Excide Share "Call Box" Video

EXCIDE  Tyler Washington, Gill Gonzalez, Gage Lanza, Caleb Hogue, and Jacob Paris — will drop their second album Bastard Hymns on November 28 via SharpTone Records. Pre-order it here.

Today, the band unleashes "Call Box."

Watch the video below.

"'Call Box' was the 'click' moment for the record," says Washington. "Though it formed from a later demo, it's the song that most coherently synthesized every component of our desired outcome, and ended up being sort of the stencil we worked backwards from when in pre-production for the LP. I've referenced them previously but it's got ALL the goodies derived from our influences. The Cast Iron Hike-sort of grooves in the verses, the fuzzy Queens of the Stone Age bridge, and the HUGE ending that nods to the greats in Failure."

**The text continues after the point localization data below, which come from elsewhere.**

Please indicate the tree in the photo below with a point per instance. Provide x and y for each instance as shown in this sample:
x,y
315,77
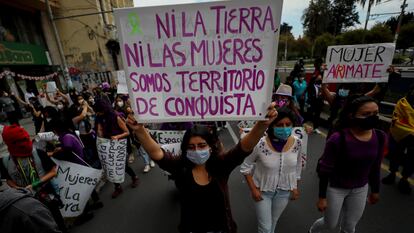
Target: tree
x,y
344,15
405,39
370,3
303,47
380,33
316,18
393,21
351,37
285,29
321,44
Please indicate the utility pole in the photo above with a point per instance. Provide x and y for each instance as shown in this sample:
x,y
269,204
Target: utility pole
x,y
397,31
64,65
368,15
286,47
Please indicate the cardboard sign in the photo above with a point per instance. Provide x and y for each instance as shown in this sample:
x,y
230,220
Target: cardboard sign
x,y
358,63
200,62
76,183
122,87
298,132
113,154
174,149
167,137
51,87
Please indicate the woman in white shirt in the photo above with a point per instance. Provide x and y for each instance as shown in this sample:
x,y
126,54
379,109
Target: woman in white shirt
x,y
273,170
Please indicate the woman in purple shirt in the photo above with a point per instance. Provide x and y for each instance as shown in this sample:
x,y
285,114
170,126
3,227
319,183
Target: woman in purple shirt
x,y
110,125
350,163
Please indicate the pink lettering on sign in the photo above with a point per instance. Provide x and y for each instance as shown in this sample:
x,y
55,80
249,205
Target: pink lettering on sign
x,y
351,71
239,103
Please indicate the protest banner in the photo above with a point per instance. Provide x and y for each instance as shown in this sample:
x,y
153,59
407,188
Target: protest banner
x,y
167,136
113,154
122,86
51,87
174,148
202,61
298,132
358,63
75,183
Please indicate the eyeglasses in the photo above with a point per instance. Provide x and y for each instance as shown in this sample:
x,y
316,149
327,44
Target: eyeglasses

He finishes, "This song is Excide at its purest and best form to-date. No doubt a favorite on the record, and the perfect conclusion for it. It's my 'F*** you, thanks for the inspiration' song." 

Bastard Hymnsis the logical next step from the band's debut album, Deliberate Revolver. "Having felt like we accomplished what we came to do on the first record, there were no guidelines or barriers around where we were to go next. This opened up so many avenues for our creativity and exploration. We were lucky enough to begin working with SharpTone the following year, which put the band back in gear and opened up new possibilities for the path forward."

Sonically, the band was inspired by the grooves and energy of late '90s post-hardcore bands such as Cast Iron Hike and Snapcase, while siphoning melody and textural elements much the same as Quicksand and Cave In. The band was not afraid to shift gears a bit and take influence from the likes of Queens of the Stone Age, Soundgarden, and Failure, which, Excide admit, " allowed us to really push the sonic needle into uncharted territory, even further accentuated by Austin Coupe's co-writing and production."

Overall, the album is a "fuzzy, rocky, groovy, angry record. Seeped in the woes of growing up in a hillbilly hellscape, and living to tell the tale. The result wasBastard Hymns."